DP World has handled 31.4 million TEU across its global portfolio of container terminals during H1, 2016, with gross container volumes growing by 2.5% on a reported basis, and up 1.2% on a like-for-like basis, which excludes volumes at Yarimca (Turkey), Stuttgart (Germany), Antwerp Inland (Belgium) and Prince Rupert (Canada).
Growth in H1, 2016 was largely driven by strong performance from its European and Indian subcontinent terminals.
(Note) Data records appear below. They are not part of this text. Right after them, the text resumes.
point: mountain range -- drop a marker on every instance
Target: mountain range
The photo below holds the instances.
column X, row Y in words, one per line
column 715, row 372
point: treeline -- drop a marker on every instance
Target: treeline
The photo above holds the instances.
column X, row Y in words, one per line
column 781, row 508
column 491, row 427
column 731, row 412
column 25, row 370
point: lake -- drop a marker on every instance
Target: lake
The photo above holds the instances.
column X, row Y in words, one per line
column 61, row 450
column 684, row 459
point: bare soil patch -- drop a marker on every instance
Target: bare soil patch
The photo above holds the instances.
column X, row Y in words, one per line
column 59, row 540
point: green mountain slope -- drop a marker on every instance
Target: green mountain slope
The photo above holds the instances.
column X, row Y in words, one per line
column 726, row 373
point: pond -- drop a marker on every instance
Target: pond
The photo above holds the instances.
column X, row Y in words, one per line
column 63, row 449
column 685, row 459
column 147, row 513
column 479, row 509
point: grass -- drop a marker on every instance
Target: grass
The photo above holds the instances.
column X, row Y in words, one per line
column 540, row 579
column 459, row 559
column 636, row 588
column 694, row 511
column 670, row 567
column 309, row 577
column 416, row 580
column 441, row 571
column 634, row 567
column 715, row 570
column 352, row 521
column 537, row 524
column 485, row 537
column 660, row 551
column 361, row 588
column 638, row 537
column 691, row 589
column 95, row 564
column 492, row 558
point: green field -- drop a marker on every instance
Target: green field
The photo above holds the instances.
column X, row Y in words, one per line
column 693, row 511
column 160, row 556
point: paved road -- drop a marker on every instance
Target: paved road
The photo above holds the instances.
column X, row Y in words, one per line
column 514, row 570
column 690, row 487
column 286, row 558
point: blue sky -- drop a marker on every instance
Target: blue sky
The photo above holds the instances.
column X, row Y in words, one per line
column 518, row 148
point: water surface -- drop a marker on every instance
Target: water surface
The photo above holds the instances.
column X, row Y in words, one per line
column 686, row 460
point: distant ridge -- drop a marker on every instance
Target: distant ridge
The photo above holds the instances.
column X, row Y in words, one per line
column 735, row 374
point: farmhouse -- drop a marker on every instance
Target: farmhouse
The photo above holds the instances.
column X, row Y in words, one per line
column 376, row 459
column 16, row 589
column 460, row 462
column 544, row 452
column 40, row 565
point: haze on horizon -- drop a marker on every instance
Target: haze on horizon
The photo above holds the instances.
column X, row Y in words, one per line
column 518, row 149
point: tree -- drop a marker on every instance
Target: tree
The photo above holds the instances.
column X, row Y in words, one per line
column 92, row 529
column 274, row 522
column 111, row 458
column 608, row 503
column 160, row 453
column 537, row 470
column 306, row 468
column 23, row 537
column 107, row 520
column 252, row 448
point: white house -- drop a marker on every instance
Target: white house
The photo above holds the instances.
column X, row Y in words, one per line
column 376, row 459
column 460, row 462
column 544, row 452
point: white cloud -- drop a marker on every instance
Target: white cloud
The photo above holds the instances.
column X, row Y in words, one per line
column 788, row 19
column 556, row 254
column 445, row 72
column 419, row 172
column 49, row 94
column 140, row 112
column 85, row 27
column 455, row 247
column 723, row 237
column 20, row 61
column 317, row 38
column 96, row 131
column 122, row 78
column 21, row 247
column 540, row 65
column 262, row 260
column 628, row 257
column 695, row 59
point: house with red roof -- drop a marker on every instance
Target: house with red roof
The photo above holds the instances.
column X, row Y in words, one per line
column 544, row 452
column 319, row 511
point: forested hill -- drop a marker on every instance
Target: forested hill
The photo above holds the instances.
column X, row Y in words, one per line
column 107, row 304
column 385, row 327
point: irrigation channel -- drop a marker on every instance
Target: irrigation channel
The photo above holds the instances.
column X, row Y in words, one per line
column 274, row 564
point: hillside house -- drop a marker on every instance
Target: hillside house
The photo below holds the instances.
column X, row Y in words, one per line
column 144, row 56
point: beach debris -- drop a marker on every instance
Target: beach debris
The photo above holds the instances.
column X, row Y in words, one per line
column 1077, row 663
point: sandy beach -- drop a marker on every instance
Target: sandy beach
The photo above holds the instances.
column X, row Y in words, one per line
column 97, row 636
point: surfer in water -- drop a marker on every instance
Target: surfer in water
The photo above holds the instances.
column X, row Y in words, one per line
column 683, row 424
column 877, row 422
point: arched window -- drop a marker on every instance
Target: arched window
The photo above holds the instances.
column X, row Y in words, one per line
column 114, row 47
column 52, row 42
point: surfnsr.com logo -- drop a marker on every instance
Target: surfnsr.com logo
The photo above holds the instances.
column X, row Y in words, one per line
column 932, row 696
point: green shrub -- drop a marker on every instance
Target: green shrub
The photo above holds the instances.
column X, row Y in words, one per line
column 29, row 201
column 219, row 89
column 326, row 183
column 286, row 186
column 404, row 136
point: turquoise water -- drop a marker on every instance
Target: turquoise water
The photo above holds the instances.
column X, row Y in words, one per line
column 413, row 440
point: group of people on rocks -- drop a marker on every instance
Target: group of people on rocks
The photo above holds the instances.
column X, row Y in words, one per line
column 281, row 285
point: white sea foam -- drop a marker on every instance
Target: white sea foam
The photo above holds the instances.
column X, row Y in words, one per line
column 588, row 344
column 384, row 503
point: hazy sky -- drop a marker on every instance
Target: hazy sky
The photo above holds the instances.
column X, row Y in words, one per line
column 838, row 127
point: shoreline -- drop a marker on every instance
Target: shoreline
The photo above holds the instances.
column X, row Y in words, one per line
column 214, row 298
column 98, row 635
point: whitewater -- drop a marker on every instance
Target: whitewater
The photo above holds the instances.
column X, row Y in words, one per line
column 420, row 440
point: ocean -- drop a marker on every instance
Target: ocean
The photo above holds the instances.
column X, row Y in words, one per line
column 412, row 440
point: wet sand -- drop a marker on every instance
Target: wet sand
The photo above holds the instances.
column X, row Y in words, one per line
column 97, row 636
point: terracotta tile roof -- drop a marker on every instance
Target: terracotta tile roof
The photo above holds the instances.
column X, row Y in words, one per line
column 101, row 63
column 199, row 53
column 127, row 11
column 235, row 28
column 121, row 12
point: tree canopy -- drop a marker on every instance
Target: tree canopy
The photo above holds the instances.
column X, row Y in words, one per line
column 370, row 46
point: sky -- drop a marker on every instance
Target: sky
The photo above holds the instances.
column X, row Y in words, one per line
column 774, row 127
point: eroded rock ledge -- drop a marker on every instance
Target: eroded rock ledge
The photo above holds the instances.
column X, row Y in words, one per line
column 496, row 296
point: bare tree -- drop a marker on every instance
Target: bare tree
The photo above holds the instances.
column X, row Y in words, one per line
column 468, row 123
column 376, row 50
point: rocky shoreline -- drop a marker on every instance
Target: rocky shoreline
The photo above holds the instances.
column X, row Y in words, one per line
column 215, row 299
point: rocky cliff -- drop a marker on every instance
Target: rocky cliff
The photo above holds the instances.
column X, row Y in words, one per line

Conditions in Australia and Latin America remain challenging while the UAE handled 7.4 million TEU, down 6% year-on-year due to a reduction in lower-margin cargo.
At a consolidated level, in which DP World has control of terminals as defined under the IFRS, its terminals handled 14.6 million TEU during H1, 2016.
This is a 1.6% improvement in performance on a reported basis and down 1.4% year-on-year on a like-for-like basis, which again excludes volumes at Yarimca (Turkey), Stuttgart (Germany), Antwerp Inland (Belgium) and Prince Rupert (Canada).
(Source: DP World)
Sultan Ahmed Bin Sulayem, Chairman and CEO of DP World, said: “Despite challenging market conditions in the first half of the year, our portfolio continues to deliver growth.
“We expect the second half of 2016 to show an improved performance as our new developments in Rotterdam (Netherlands), Nhava Sheva (India), London Gateway (United Kingdom) and Yarimca (Turkey) deliver an increasing contribution.
“We continue to focus on driving profitability by targeting higher margin cargo, improving efficiencies and managing costs. We are encouraged by the progress we have made in the first half of 2016, and we remain confident in meeting full year market expectations.”
PTI previously reported that DP World’s Yarimca Terminal had officially opened and that the terminal would cover 46ha and have the capacity to handle 1.3 million TEU.